For the bailout, Athens must accept conditions requiring big cuts in many Greeks' living standards. The smallest member of the coalition, the far-right LAOS party, was particularly uncomfortable with the measures.
The president of LAOS George Karatzaferis expressed serious reservations, said Papademos, a former central banker brought in when a PASOK government collapsed last November.
Panos Beglitis, spokesman for PASOK which is in the coalition along with LAOS and the conservative New Democracy party, said they had disagreed over the level of cuts to supplementary pensions needed to safeguard the pension system.
However, Beglitis told reporters the leaders had agreed to cut the minimum wage by 22 percent as part of efforts to make the economy more competitive. Plans to scrap holiday bonuses paid to private sector workers had been dropped.
Two sources close to the Athens talks said the government would promise spending cuts and tax rises totaling 13 billion euros from 2012 to 2015, almost double the seven billion it originally pledged.
International lenders are demanding that the party leaders commit themselves in writing to implement the program of pay and pension cuts, structural and administrative reforms.
However, the leaders have been loath to accept the lenders' tough conditions, which are certain to be unpopular with voters. They face parliamentary elections possibly as early as April.
In Greece and abroad, frustration grows over failure to implement structural reforms and tackle the roots of the crisis, including a widespread tax evasion.
Nothing has been done. They have not cracked down on tax evasion, they have not done anything on the reform of the country. They closed their ears and moved in an one way road, said Fotis Kouvelis, head of the Democratic Left party.
Kouvelis, whose small leftist opposition party has jumped to the second place in recent opinion polls, told Skai television he would vote against the EU/IMF plan, which he said asks for unacceptable measures. The opposition does not need to approve the deal for it to go ahead.
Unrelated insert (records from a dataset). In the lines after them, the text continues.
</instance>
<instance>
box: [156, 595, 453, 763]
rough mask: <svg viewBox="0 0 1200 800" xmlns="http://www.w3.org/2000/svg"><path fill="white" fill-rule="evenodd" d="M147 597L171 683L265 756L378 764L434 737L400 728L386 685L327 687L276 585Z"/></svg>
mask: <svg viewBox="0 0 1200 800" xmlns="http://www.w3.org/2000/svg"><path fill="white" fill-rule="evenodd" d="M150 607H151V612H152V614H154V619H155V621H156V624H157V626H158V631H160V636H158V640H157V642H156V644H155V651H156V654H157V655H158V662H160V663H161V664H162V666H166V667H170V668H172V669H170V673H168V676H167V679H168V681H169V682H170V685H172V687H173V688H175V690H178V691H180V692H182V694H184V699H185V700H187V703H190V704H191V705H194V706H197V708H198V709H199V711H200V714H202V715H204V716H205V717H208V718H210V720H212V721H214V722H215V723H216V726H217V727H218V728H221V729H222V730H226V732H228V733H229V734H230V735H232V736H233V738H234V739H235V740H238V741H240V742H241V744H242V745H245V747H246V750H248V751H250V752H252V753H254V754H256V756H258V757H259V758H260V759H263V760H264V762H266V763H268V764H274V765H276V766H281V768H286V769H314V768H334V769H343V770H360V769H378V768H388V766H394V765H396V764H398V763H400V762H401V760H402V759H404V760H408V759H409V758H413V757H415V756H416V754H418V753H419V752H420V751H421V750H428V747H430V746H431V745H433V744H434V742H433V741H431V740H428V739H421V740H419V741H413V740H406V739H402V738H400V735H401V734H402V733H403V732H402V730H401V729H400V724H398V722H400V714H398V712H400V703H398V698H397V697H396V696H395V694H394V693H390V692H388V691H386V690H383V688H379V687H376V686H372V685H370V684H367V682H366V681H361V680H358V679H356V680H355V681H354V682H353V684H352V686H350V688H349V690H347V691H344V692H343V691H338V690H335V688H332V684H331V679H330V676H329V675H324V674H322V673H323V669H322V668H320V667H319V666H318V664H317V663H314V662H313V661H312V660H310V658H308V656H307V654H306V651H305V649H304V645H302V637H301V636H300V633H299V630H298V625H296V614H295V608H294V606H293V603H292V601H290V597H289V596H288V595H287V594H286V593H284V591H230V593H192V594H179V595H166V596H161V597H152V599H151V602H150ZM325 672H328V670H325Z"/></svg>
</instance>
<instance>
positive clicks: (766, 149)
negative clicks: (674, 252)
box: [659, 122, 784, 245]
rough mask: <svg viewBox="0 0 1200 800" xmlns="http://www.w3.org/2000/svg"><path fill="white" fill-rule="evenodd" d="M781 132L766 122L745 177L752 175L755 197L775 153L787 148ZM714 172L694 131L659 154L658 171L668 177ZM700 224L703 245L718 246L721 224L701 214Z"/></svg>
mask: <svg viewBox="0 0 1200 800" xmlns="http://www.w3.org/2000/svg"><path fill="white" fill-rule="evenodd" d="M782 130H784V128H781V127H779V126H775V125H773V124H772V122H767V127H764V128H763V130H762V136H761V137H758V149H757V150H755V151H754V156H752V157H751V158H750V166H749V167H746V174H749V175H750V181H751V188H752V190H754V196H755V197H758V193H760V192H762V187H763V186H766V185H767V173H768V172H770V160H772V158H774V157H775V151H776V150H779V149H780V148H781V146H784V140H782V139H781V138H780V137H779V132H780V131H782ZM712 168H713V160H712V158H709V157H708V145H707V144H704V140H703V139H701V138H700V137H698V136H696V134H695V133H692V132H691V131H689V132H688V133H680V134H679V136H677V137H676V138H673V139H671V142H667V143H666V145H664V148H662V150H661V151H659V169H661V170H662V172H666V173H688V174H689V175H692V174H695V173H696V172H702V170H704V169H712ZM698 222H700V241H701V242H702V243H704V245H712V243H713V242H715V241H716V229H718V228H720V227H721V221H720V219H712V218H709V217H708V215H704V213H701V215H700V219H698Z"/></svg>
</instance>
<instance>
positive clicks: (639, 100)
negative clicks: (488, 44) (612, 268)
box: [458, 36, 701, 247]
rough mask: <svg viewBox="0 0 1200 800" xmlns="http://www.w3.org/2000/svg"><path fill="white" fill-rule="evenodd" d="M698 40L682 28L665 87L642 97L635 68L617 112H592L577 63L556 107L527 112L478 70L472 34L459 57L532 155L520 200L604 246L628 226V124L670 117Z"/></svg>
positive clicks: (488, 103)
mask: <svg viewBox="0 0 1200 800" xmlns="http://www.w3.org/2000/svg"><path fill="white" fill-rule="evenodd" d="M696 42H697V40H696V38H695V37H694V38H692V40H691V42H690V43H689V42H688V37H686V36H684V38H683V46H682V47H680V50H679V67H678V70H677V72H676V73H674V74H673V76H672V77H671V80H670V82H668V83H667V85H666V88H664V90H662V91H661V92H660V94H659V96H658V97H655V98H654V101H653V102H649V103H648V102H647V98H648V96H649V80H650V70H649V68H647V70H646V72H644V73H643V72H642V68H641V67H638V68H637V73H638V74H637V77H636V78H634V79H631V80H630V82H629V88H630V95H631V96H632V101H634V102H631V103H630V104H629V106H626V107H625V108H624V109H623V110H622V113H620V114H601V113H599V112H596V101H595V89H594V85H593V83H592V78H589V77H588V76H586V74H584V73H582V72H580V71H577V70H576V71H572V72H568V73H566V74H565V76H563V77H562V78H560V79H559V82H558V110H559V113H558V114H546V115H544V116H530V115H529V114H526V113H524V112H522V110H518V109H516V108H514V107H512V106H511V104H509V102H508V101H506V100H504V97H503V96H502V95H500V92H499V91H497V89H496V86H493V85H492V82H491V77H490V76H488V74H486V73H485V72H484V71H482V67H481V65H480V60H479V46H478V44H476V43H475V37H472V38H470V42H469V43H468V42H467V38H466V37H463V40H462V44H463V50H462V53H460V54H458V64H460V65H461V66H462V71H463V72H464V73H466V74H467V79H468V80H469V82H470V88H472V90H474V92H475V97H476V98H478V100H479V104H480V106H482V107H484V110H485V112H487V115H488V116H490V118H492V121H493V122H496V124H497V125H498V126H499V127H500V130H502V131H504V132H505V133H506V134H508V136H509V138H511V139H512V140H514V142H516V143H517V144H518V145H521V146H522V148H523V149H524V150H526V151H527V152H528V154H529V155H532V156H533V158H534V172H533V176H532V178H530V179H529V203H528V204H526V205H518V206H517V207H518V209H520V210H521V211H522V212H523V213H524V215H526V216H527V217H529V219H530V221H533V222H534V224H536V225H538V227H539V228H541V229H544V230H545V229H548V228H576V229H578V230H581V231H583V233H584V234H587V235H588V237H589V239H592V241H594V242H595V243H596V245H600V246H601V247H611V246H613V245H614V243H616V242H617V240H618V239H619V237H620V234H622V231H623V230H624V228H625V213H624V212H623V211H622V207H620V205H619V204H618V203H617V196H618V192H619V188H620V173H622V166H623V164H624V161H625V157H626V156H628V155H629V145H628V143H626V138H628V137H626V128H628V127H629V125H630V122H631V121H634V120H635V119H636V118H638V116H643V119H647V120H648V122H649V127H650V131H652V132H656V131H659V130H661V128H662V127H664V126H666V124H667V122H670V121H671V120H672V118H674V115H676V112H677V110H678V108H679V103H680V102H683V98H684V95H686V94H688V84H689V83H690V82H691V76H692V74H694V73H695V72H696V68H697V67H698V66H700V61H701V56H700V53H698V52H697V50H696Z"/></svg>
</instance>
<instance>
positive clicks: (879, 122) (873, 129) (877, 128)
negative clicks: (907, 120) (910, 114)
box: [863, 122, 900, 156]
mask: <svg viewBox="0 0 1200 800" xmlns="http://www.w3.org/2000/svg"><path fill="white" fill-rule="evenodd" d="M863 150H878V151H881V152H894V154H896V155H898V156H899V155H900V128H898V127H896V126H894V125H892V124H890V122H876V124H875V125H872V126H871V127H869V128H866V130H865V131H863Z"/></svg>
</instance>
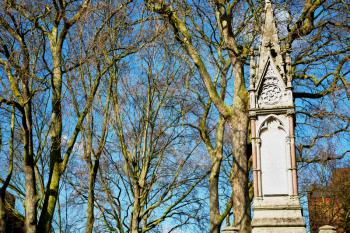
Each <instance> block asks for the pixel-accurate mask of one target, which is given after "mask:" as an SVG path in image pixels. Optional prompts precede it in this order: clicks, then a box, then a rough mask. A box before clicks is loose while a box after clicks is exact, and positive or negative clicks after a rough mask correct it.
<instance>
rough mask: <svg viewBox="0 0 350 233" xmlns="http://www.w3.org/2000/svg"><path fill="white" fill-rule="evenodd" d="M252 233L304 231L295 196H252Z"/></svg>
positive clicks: (290, 232)
mask: <svg viewBox="0 0 350 233" xmlns="http://www.w3.org/2000/svg"><path fill="white" fill-rule="evenodd" d="M253 211H254V212H253V214H254V216H253V220H252V228H253V229H252V233H306V228H305V221H304V218H303V216H302V213H301V206H300V202H299V197H297V196H267V197H261V198H254V202H253Z"/></svg>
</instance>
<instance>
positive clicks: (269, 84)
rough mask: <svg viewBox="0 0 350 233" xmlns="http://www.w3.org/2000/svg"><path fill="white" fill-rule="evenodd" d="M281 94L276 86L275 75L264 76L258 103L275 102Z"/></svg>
mask: <svg viewBox="0 0 350 233" xmlns="http://www.w3.org/2000/svg"><path fill="white" fill-rule="evenodd" d="M281 96H282V91H281V89H280V88H279V86H278V79H277V77H265V81H264V84H263V86H262V88H261V93H260V96H259V99H258V104H259V105H262V104H265V105H273V104H276V103H277V102H278V101H279V100H280V99H281Z"/></svg>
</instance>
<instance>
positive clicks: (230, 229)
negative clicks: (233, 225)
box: [222, 226, 239, 233]
mask: <svg viewBox="0 0 350 233" xmlns="http://www.w3.org/2000/svg"><path fill="white" fill-rule="evenodd" d="M238 232H239V230H238V228H236V227H231V226H230V227H225V228H224V229H223V230H222V233H238Z"/></svg>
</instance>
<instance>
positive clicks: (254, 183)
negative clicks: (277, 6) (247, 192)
mask: <svg viewBox="0 0 350 233" xmlns="http://www.w3.org/2000/svg"><path fill="white" fill-rule="evenodd" d="M265 3H266V6H265V24H264V27H263V37H262V44H261V47H260V54H259V55H260V58H259V62H258V67H257V69H255V68H252V70H251V72H252V76H251V81H250V98H251V100H250V101H251V102H250V116H251V123H252V141H253V143H252V146H253V147H254V148H253V150H252V151H253V177H254V188H255V190H254V202H253V220H252V232H253V233H270V232H271V233H306V228H305V221H304V218H303V216H302V211H301V206H300V201H299V198H298V196H297V195H298V187H297V174H296V161H295V142H294V141H295V139H294V111H293V110H294V103H293V96H292V90H291V81H290V76H288V75H289V72H288V70H287V69H286V67H285V66H284V65H283V64H286V63H285V61H284V59H285V57H284V55H283V56H282V54H281V49H280V45H279V39H278V35H277V28H276V25H275V20H274V17H273V10H272V6H271V2H270V1H268V0H266V1H265ZM252 63H253V64H255V61H254V59H253V60H252ZM223 232H227V233H231V232H235V231H223Z"/></svg>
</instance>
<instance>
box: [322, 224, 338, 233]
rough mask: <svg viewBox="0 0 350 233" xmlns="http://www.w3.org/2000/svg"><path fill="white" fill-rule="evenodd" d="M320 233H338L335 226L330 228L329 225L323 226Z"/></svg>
mask: <svg viewBox="0 0 350 233" xmlns="http://www.w3.org/2000/svg"><path fill="white" fill-rule="evenodd" d="M318 232H319V233H336V232H337V231H336V228H335V227H333V226H329V225H325V226H322V227H320V229H319V231H318Z"/></svg>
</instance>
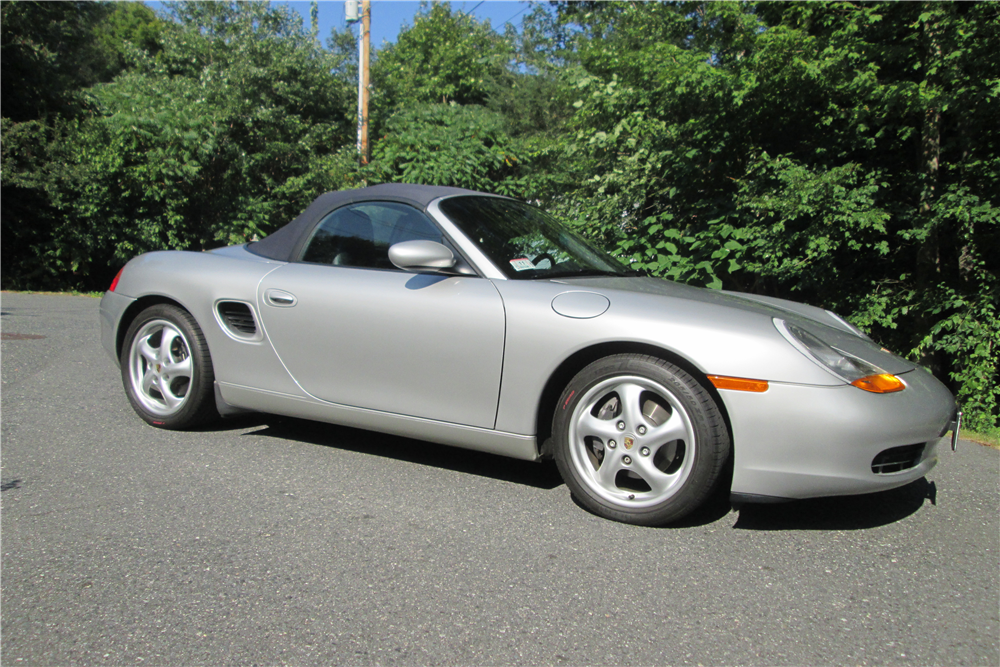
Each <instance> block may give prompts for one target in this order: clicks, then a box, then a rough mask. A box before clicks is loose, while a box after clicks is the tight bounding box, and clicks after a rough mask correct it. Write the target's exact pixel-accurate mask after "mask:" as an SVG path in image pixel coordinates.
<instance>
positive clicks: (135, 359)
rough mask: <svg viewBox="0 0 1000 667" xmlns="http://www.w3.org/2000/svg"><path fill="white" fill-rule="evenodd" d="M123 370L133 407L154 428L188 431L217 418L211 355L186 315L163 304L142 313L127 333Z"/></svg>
mask: <svg viewBox="0 0 1000 667" xmlns="http://www.w3.org/2000/svg"><path fill="white" fill-rule="evenodd" d="M121 368H122V383H123V384H124V385H125V393H126V394H127V395H128V398H129V402H130V403H131V404H132V408H133V409H134V410H135V411H136V413H137V414H138V415H139V416H140V417H142V418H143V419H144V420H146V421H147V422H148V423H150V424H152V425H153V426H158V427H160V428H169V429H183V428H190V427H192V426H197V425H199V424H202V423H204V422H206V421H209V420H211V419H212V418H213V417H216V416H218V412H217V411H216V408H215V395H214V386H213V385H214V383H215V374H214V372H213V370H212V356H211V355H210V354H209V351H208V344H207V343H206V342H205V336H204V335H203V334H202V332H201V329H200V328H199V327H198V323H197V322H195V319H194V318H193V317H192V316H191V314H190V313H188V312H187V311H186V310H183V309H181V308H178V307H177V306H172V305H169V304H159V305H156V306H151V307H149V308H147V309H146V310H144V311H142V312H141V313H139V316H138V317H136V318H135V320H133V321H132V324H131V326H129V328H128V332H127V333H126V334H125V344H124V345H123V346H122V357H121Z"/></svg>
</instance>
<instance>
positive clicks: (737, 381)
mask: <svg viewBox="0 0 1000 667" xmlns="http://www.w3.org/2000/svg"><path fill="white" fill-rule="evenodd" d="M708 381H709V382H711V383H712V385H713V386H714V387H715V388H716V389H732V390H733V391H752V392H756V393H758V394H759V393H762V392H765V391H767V380H748V379H746V378H731V377H726V376H725V375H709V376H708Z"/></svg>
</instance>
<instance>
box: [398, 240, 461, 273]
mask: <svg viewBox="0 0 1000 667" xmlns="http://www.w3.org/2000/svg"><path fill="white" fill-rule="evenodd" d="M389 261H390V262H392V263H393V265H395V266H396V267H398V268H400V269H403V270H404V271H413V272H414V273H420V272H424V271H426V272H431V273H437V272H439V271H443V270H447V269H450V268H452V267H454V266H455V263H456V260H455V254H454V253H453V252H452V251H451V250H449V249H448V248H446V247H445V246H443V245H441V244H440V243H436V242H434V241H403V242H402V243H397V244H395V245H393V246H392V247H391V248H389Z"/></svg>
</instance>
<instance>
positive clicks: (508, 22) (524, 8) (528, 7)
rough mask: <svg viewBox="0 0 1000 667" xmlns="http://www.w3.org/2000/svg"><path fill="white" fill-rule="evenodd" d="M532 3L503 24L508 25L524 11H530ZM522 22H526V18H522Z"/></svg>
mask: <svg viewBox="0 0 1000 667" xmlns="http://www.w3.org/2000/svg"><path fill="white" fill-rule="evenodd" d="M479 4H480V5H481V4H483V3H481V2H480V3H479ZM531 4H532V3H530V2H529V3H528V6H527V7H525V8H524V9H522V10H521V11H519V12H518V13H517V14H514V15H513V16H511V17H510V18H509V19H507V20H506V21H504V22H503V23H502V24H501V25H507V24H508V23H510V22H511V21H513V20H514V19H516V18H517V17H518V16H520V15H521V14H523V13H524V12H526V11H528V10H529V9H531ZM521 23H524V19H521ZM519 25H520V23H519V24H518V25H516V26H514V27H515V28H517V27H518V26H519Z"/></svg>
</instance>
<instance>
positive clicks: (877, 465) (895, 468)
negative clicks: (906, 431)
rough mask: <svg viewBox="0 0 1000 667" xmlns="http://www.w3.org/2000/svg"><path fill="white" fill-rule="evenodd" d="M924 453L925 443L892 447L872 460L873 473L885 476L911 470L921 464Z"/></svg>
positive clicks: (886, 450)
mask: <svg viewBox="0 0 1000 667" xmlns="http://www.w3.org/2000/svg"><path fill="white" fill-rule="evenodd" d="M923 453H924V443H920V444H918V445H904V446H903V447H892V448H890V449H887V450H885V451H882V452H879V455H878V456H876V457H875V458H874V459H873V460H872V472H873V473H875V474H876V475H884V474H886V473H890V472H902V471H903V470H909V469H910V468H912V467H913V466H915V465H917V464H918V463H920V457H921V456H923Z"/></svg>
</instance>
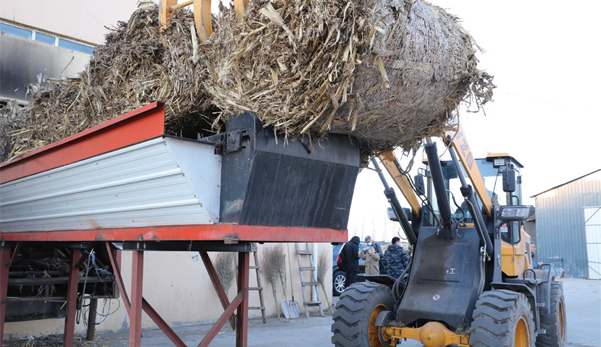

Other elements of the deal have been gradually slotting into place, including the bond swap with private creditors to ease Greece's debt burden by reducing the value of government bonds held by banks and insurers.
The new bonds would have an average interest rate of around 3.5 percent, said state NET TV, with creditors having to swallow a 70 percent cut in the value of their debt holdings.
Ratings agency Standard & Poor's said Greece would probably fail to achieve manageable debt levels if it relied on the 70 percent reduction in the value of bonds held by private creditors, putting the onus on the ECB to take losses too.